The pane on the left, labeled Thread Forest
, gives an overview of all currently attached threads. The fact that every thread has been created by some other thread (its parent) defines a tree-shaped relation between threads. The attached threads form a number of partial subtrees of the whole thread hierarchy - this is why we refer to this view as a thread forest. The way threads are displayed reflects this tree structure: Children are inserted below their parent and indented to the right.
Thread IDs
For the purpose of debugging, threads are assigned integer IDs internally. These IDs do not carry any semantic significance and are only used to allow easier recognition of individual threads by the user, as well as to construct the tree representation. Note however that thread IDs need not be unique. In the thread forest, each thread node is depicted by the textual representation of its ID. (In the case of distributed debugging, the remote site's node name and process ID are also included.)
Thread States
The color of each node in the thread forest reflects the corresponding thread's state, similar to what the Thread.state
operation returns:
The thread's computation can proceed.
The thread waits for a synchronization condition, i. e., it currently cannot proceed.
The thread is dead.
The thread died of an exception it did not handle.
Stopped Threads
For the purpose of debugging, thread state actually has an additional dimension, namely whether the thread has currently been stopped by the debugger or not. This is reflected by a normal font (thread is stopped) or a bold font (thread is running), respectively.
Selected Thread
If at least one thread is attached, then one thread will always be the selected thread; its node is marked with an asterisk. This is the thread that thread actions operate on, and whose information is displayed in the other views. You can select a thread by clicking its node with the left mouse button, or you can navigate in the thread forest using the left and right cursor keys.
Stack Frames
On the top right, the pane labeled Stack
or Stack of Thread
id displays the stack of the currently selected thread. The stack is a sequence of frames, where each frame describes a nested construct or procedure activation. The stack provides a trace of how the computation reached its current point of execution; the latter is called the topmost frame.
Stack Display
The Stack View displays the stack as one line of text per frame, where the first entry corresponds to the oldest activation frame and the last entry to the most recent frame (the topmost one). Each line consists of three columns. The first column contains an arrow indicating whether control is at the entry (right arrow) or at the exit of the corresponding nested construct, the second column gives the number of the stack frame, and the third column a description. The description may contain arguments (values), printed in bold face, which can be clicked on for examination with the Inspector.
Selected Frame
Some debugging actions refer to specific stack frames. To this purpose, stack frames can be clicked (in a place not displaying a value) to become the selected frame. The selected frame is indicated by a blue background. The up and down cursor keys also permit navigation through the stack.
Disabled Stacks
When the selected thread is running, its stack is grayed out to indicate that it is out of date, but contained values will still react to clicks.

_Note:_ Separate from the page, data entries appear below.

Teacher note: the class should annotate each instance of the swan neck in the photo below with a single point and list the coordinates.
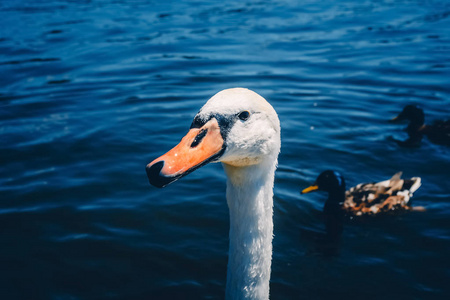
(250, 200)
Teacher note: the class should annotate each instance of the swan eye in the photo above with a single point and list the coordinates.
(197, 123)
(244, 115)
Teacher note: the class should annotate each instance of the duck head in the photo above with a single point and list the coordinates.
(328, 181)
(236, 126)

Below the Stack View, there are two panes labeled Local Variables
and Global Variables
, displaying the values of local and global variables of the selected stack frame (or the topmost frame if no frame is selected). The variables of the local environment are sorted by order of introduction in the source code; the global environment is sorted alphabetically. Clicking the values causes them to be inspected.

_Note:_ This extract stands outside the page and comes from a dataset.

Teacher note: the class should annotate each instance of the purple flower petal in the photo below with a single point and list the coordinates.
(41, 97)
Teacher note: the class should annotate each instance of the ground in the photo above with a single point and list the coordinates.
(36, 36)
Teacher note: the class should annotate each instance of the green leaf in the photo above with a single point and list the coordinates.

The Status Line at the bottom of the main window provides feedback about actions performed and the current state of the debugger.

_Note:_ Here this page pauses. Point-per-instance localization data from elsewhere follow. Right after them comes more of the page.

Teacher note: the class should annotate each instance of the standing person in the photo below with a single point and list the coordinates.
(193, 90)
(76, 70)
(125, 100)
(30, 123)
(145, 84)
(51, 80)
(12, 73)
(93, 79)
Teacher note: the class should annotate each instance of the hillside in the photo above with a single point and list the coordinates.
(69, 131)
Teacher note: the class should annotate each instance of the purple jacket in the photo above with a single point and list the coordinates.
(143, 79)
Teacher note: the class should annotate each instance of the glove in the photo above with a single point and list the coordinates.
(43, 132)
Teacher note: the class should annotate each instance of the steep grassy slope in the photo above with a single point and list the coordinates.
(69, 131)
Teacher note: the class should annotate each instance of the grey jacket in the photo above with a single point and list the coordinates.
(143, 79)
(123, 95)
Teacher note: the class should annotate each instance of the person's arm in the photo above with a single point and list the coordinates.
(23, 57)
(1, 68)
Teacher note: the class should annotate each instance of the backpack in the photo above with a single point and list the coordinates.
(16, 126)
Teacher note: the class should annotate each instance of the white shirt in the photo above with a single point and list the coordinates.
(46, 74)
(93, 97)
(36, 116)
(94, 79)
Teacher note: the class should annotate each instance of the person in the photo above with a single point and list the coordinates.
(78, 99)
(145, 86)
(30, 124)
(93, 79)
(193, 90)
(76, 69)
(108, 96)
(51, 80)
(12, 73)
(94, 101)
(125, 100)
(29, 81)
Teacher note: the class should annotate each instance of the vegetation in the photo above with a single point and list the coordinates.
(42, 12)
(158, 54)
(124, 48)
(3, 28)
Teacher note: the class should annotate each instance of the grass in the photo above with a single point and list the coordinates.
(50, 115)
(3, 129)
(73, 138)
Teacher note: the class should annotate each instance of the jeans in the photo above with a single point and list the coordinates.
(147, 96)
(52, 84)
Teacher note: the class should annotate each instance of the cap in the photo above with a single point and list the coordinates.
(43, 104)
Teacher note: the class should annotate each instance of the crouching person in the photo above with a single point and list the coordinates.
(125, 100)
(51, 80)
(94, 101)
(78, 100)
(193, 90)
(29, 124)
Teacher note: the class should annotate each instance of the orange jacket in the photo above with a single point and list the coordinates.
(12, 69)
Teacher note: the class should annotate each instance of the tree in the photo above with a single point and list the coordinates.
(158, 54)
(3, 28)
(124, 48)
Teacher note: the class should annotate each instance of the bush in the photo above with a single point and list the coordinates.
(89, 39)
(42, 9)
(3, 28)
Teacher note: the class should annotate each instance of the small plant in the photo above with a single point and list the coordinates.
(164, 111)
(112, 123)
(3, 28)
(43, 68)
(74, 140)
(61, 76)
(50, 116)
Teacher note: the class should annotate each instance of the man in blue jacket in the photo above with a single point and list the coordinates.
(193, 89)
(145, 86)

The Source View is not located within Ozcar's main window; instead, Emacs is instructed to display the source position corresponding to any selected frame.
Color Coding
Emacs highlights the line of source code corresponding to the selected frame in a color reflecting the selected thread's state: When the thread is running, highlighting will be done in gray; when it is stopped, in blue; and when the thread died of an exception or stopped at a breakpoint, in red.